PBHI Bersama 33 Tokoh Warga Ajukan Amicus Curiae terkait PK Alex Denni

JAKARTA – Perhimpunan Bantuan Hukum dan juga Hak Asasi Manusia Indonesia (PBHI) bersatu 33 tokoh penduduk Indonesia menyampaikan dukungan sebagai Amicus Curiae atau Sahabat Pengadilan. Support ini terkait pemeriksaan upaya hukum Peninjauan Kembali (PK) dengan nomor perkara 1091 PK/Pid.Sus/2025 yang mana diajukan mantan Deputi Kementerian Pemberdayaan Aparatur Negara kemudian Reformasi Birokrasi (PAN-RB) Alex Denni.

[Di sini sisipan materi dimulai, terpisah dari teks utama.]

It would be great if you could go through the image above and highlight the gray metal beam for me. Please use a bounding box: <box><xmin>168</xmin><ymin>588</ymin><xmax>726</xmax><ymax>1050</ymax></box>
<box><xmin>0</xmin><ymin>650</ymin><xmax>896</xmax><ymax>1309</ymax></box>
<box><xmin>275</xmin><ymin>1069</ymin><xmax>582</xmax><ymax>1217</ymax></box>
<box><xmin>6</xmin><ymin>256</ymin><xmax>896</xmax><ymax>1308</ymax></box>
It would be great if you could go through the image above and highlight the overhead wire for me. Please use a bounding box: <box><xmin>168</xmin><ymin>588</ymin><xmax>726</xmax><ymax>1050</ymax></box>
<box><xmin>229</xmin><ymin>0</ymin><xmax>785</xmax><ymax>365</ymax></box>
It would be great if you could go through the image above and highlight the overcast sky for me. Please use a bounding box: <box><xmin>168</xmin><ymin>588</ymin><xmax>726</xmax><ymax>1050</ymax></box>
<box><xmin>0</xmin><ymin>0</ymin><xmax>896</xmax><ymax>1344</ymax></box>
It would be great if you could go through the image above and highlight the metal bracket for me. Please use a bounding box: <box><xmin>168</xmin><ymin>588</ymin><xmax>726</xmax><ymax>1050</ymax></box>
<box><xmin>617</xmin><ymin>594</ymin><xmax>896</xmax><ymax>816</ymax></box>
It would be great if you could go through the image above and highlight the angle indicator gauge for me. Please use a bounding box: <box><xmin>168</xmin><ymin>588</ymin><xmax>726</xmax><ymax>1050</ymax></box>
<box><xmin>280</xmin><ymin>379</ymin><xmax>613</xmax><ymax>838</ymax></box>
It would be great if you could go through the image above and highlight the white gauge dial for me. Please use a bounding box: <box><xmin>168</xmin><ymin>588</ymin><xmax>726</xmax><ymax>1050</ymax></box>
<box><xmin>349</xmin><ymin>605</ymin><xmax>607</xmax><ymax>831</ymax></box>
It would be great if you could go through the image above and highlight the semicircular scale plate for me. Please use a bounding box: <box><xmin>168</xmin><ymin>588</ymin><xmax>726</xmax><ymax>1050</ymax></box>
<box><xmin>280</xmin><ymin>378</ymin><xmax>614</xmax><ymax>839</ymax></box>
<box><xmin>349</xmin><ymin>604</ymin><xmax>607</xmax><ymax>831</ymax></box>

Dukungan pada bentuk keterangan tertoreh sebagai sahabat pengadilan yang disebutkan diserahkan PBHI ke Mahkamah Agung (MA), Awal Minggu (24/3/2025).
Sebanyak 33 amici yang dimaksud terdiri dari pejabat negara, tokoh politik, akademisi, maupun praktisi bergabung memberikan dukungan sebagai sahabat pengadilan. Beberapa pada antaranya Ketua Badan Gizi Nasional Dadan Hindayana, Wakil Menteri Imigrasi dan juga Pemasyarakatan Kementerian Imigrasi lalu Pemasyarakatan Indonesia Silmy Karim, Ketua Dewan Pakar Partai Gerindra Burhanudin Abdullah, mantan Komisioner Komisi Pemberantasan Korupsi (KPK) Erry Riana Hardjapamekas, kemudian anggota DPR Harris.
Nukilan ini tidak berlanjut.